Usman Clemens, a member of the Wayne State IYSSE, spoke about the conditions facing youth in Detroit and internationally. “Workers, students and youth need to stand up together and fight back against the drive to destroy the educational system.
“In Detroit, a plan was approved at the beginning of this year to close another 28 public schools in Detroit by 2016. This would involve the elimination of 1,688 teachers, administrative and support staff jobs and a reduction of expenditures by nearly $200 million over the next five years. This will leave the school district with 40,000, a little more than a quarter of the 150,000 students who attended DPS schools in 2000.

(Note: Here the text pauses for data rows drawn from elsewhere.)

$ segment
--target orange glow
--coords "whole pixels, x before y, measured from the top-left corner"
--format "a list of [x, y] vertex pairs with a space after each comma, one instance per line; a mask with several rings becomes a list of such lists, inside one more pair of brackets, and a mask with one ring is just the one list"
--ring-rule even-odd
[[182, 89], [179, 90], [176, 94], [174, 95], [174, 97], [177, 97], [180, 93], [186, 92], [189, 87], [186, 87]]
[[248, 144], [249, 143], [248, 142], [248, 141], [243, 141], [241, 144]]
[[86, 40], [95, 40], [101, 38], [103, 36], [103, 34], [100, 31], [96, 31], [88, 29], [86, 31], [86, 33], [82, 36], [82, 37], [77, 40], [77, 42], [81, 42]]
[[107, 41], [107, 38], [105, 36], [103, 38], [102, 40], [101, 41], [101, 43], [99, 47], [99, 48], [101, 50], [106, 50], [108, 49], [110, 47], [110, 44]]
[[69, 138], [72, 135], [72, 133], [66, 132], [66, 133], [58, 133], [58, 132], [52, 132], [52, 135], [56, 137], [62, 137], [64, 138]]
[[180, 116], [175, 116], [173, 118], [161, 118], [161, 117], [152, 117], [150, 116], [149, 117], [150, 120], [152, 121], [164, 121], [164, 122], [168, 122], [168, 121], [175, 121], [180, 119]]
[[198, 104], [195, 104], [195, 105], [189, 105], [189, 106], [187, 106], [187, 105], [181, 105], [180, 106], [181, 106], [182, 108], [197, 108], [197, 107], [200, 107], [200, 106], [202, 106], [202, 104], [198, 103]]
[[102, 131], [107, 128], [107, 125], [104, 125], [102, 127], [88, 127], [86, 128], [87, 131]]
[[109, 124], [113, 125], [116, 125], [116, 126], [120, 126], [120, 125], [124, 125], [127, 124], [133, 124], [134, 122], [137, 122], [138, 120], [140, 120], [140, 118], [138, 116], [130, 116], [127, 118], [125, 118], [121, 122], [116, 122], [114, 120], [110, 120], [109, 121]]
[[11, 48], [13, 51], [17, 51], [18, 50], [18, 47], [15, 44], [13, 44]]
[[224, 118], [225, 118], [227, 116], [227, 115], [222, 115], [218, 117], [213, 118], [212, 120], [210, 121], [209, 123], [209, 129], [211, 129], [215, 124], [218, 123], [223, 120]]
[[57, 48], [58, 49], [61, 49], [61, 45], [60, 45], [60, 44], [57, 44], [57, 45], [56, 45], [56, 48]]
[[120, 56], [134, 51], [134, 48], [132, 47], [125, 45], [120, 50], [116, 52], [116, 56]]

“What is happening in Detroit and Michigan is happening elsewhere around the country as well. One simply needs to look at the fact that since taking office in 2009, the Obama administration has overseen the closing of an estimated 4,000 public schools and the destruction of more than 336,000 teachers' jobs, while pursuing a reactionary school "reform" agenda of expanding charter schools.”
Larry, a retired public service worker, noted how Collier's campaign impacts an area much broader than just Detroit. “The point was raised about the outrageous attempt to raise the issue of the selling of the DIA. This is a regional issue, not restricted to Detroit. In fact, the entire tri-county region is taxed for the DIA. At the very least the campaign should be seen as a spoke, a kernel, as a seed to reach all the workers not just of the region but the whole state at the least.“
After the meeting, informal discussion continued.
“I fully support D'Artagnan Collier's campaign,” said Robert, a student at Macomb County Community College. “I've been following the Socialist Equality Party since 2008 and it is the only socialist group I've found that actually means what it says. I've encountered a lot of other groups, like the International Socialist Organization, but they all give in to identity politics. The issue is the fight for the working class and the SEP is the only group that fights for that.
“I became interested in socialism in high school after reading about the Russian Revolution and because of the financial crash in 2008. That's when I started reading Marx. It was the only thing that made sense.”
Juan, a young worker from southwest Detroit, said, “The social conditions where I live are getting worse and worse. The roads are bad. Three-fourths of the streetlights are out. But it's still a place where people live. That's our home. We want it to be remade, not let go because it doesn't make money for Orr's friends. I think D'Artagnan's campaign is the only way to go.”